The demonstration leveraged Huawei’s latest 5G-based home broadband routers to allow forum attendees to experience ultra-high-speed 5G broadband services such as cloud gaming and 4K video streaming, Huawei said.
The vendor highlighted that the 5G broadband service will deliver a maximum download speed of 2 Gbps, with an average of 1 Gbps for a single user.
Huawei and Three U.K. carried out a pre-commercial network test of this technology earlier this year. The two companies plan to carry out further 5G service tests in the U.K. in the coming months, which are expected to be released to the public in densely-populated urban areas and train stations, paving the way for the full commercial use of 5G networks in 2019.
“The 5G trials we carried out today demonstrate the opportunity this technology brings to the home broadband market. Huawei will continue to work with Three UK to bring customers more market-leading commercial applications of 5G,” said Yang Chaobin, President of Huawei 5G Product Line, said.
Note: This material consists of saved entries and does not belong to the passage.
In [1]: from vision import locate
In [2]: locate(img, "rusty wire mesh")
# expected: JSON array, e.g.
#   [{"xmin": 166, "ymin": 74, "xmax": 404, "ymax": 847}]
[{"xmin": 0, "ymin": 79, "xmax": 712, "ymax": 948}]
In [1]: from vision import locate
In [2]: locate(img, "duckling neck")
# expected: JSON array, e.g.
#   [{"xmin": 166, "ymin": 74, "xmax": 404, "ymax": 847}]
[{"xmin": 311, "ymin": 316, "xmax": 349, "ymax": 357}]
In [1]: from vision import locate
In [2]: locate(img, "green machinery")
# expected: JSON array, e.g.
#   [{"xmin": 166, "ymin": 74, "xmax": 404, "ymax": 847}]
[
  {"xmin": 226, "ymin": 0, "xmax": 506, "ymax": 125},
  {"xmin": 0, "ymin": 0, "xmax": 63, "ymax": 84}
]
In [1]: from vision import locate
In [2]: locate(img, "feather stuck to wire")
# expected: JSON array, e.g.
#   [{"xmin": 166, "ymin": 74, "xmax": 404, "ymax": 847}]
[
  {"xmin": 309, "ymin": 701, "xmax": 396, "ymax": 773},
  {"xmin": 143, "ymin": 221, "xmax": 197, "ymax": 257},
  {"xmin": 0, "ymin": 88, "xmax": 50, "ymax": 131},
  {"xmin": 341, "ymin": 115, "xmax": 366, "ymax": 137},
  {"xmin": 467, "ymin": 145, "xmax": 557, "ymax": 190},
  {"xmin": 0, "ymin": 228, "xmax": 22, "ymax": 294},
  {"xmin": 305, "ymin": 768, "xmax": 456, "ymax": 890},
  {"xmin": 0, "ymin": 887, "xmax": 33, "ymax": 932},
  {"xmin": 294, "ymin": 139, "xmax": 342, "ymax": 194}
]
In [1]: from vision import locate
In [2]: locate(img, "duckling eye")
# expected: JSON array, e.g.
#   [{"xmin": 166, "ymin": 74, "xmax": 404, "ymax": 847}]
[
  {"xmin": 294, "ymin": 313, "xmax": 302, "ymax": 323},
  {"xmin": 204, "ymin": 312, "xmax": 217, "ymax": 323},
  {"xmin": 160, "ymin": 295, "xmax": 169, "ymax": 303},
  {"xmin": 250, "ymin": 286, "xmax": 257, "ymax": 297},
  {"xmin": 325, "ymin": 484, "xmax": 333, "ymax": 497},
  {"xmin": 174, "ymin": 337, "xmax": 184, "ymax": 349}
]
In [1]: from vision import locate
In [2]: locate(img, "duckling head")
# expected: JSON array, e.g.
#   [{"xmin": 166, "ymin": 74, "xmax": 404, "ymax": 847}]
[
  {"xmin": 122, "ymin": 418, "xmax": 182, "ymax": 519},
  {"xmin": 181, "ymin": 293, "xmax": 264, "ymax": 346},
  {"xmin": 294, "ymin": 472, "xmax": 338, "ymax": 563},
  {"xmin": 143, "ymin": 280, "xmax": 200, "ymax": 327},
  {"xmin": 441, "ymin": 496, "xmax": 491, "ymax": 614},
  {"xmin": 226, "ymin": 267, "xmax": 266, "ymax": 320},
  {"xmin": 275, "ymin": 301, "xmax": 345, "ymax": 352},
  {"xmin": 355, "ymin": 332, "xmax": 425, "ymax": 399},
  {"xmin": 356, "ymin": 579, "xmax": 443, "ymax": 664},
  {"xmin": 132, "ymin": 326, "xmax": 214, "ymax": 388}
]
5G for fixed wireless seems to be a relevant business opportunity for a number of carriers globally. US operator Verizon took a leading position in the FWA field with the recent launch of its 5G-branded fixed wireless home broadband service. This new FWA offering is initially based on the company’s Verizon Technical Forum standard rather than 3GPP’s 5G New Radio specification.
The broadband service is currently available in parts of Houston, Texas; Indianapolis, Indiana and Los Angeles and Sacramento, California. Verizon uses its millimeter wave spectrum to deliver with average speeds around 300 Mbps, peaking around 1 Gbps, to consumer premise equipment located in a subscribers home.
Verizon had previously detailed plans to upgrade related sites with 5G NR-compatible equipment and is also planning a mobile 5G service for 2019.
In a recent report, Ericsson highlighted that wireless fiber is best suited for suburban environments and, if the goal is connecting the unconnected, the best market areas are rural villages, suburban areas and multi-family urban dwellings. For all three options, “sparsely populated single family homes” aren’t ideal places to deploy, according to Ericsson.
“FWA will not be driven by technology, but rather the market opportunity for each operator in a specific geography, as with traditional fixed broadband. From this starting point, operators should select the combination of technologies and the spectrum strategy most suited to the market opportunity,” Ericsson said.